Libya–Malaysia relations
- Libya: Malaysia

= Libya–Malaysia relations =

Libya–Malaysia relations refers to bilateral foreign relations between Libya and Malaysia. Libya has an embassy in Kuala Lumpur, and Malaysia has an embassy in Tripoli.

== History ==
Since the new Libyan government period, the relations between the two countries have been enhanced when Malaysia recognised the new government of National Transitional Council as the interim government of Libya on 26 August 2011.

In 2022, Libya’s ambassador to Malaysia held discussions with Malaysian education officials on expanding higher-education partnership frameworks, including memoranda of understanding, joint research initiatives and student exchange programmes.
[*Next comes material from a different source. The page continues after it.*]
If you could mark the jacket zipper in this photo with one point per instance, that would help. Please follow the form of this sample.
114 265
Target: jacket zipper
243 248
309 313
In February 2023, the General Union of Chambers of Commerce, Industry and Agriculture of Libya signed a memorandum of understanding with its Malaysian counterpart in Kuala Lumpur to expand trade, and establish a joint chamber of commerce.

On 27 April 2024, to commemorate 50 years of their diplomatic relations, the Libyan Ministry of Foreign Affairs of the Government of National Unity brokered an agreement with its Malaysian counterpart to extend Malaysian entry visas for Libyan nationals.

== Economic relations ==
Libya looks to Malaysia as a model to expand their country's economy. At present, there are six Malaysian oil and gas companies operating in Libya and the country now seeks Malaysian assistance for more investment to develop their country in the aftermath of the destruction suffered in the Libyan Civil War. An agreement on air services was signed in 2009 and both countries agreed to formalize a memorandum of understanding on airlines. Libya also seeks Malaysia's co-operation in Islamic banking.

== Education relations ==
In education, approximately 1,000–1,200 Malaysian students are sponsored by the Libyan government to study in Libya while 2,000 Libyan students will visit Malaysia for vocational training.